Jun 3, 2012 at 10:15 am #1883531Hello everyone,
I'm new to the site and very excited to have found it. I live in Grenoble, France and am planning a trek this summer going from Hendaye (dep. July 10th) and walking all the way to Banyules mostly on the GR10, but I would like to take short cuts on the HRP if possible. The only problem is that I am trekking with my boxer, 43 kilos. Which parts of the HRP are impossible to cross for a big dog. Thanks for your response.
Jun 3, 2012 at 9:37 pm #1883760Patrick asked which parts of the HPR are passable to a large dog. I'm not a dog person and really don't know what sorts of things cause trouble for dogs. There are passes in the higher mountains with steep snowfields. There are some boulder fields. There are a few light class three scrambles that I can't imagine doing with a dog. I don't recall seeing any hikers with dogs, but maybe it's just because I wasn't paying attention to that. I suspect the eastern-most week and the western-most week of the HRP shouldn't be a problem, but it's beyond my ability to provide much more advice about this.

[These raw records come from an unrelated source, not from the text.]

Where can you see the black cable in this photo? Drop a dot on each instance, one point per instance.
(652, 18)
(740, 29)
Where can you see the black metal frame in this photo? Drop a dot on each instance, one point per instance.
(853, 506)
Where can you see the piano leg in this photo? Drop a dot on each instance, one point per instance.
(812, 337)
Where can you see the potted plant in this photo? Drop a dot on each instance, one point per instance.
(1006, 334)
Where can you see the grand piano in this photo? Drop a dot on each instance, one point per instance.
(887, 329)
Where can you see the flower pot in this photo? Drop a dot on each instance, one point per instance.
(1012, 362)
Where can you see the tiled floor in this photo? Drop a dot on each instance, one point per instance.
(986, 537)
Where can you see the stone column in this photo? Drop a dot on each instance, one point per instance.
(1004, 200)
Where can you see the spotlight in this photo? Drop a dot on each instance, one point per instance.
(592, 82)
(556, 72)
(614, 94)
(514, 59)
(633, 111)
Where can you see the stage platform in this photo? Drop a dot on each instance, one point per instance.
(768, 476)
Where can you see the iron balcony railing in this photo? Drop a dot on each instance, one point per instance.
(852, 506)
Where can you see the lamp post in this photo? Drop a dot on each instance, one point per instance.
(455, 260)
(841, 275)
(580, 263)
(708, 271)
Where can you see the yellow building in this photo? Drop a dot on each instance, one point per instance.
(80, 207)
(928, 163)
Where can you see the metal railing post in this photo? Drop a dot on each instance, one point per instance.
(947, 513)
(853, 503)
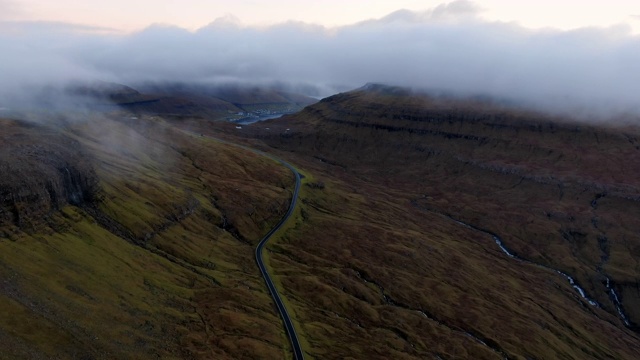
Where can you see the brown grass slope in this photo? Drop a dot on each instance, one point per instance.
(158, 264)
(376, 266)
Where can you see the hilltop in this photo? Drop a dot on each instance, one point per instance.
(427, 227)
(441, 217)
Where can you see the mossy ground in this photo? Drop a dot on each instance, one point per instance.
(171, 274)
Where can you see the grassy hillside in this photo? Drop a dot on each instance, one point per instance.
(392, 252)
(160, 265)
(393, 257)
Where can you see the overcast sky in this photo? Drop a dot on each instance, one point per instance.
(458, 47)
(131, 15)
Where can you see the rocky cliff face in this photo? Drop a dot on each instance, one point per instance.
(41, 170)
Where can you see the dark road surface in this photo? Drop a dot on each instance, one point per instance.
(291, 331)
(288, 324)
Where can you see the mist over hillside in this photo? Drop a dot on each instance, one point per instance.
(585, 72)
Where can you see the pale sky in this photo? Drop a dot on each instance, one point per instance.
(133, 15)
(586, 58)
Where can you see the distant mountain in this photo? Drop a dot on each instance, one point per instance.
(442, 224)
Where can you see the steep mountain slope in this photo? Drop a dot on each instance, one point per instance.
(440, 228)
(153, 259)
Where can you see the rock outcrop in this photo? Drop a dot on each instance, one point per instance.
(41, 170)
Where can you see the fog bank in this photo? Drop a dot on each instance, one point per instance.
(449, 48)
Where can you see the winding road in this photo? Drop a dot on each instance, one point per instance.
(288, 325)
(298, 354)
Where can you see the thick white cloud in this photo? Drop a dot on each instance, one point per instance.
(447, 48)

Jun 4, 2012 at 2:30 am #1883787Apart from the technical aspects, I wonder if the shepherds would be pleased to see a large dog.
I suggest you ask the French opinion here: http://www.randonner-leger.org
Jun 4, 2012 at 3:13 pm #1883960There are a couple of National Parks along the way which may prohibit dogs.
No, the shepherds will not appreciate a large dog either.
Check with the FFRP.Cheers
Jun 7, 2012 at 6:28 am #1884835Thank you all for your comments on K9 accompaniment. I am planning an itinerary which bypasses all national park areas. But outside of the parks dogs are allowed, my bower never chases anything, he's always by my side.
Thank you Amy for the info on possible problems on the HRP with a dog. I looked at the Georges Véron et Jérôme Bonneaux book and I can do the first 7 days on the HRP, but then it goes into the NP after the 9th so I'll head back towards the GR 10.
How does one find out where the shepherds and their dogs will be. I've come across a few patous already and I would much rather avoid them. The mountain doesn't belong to the sheperds!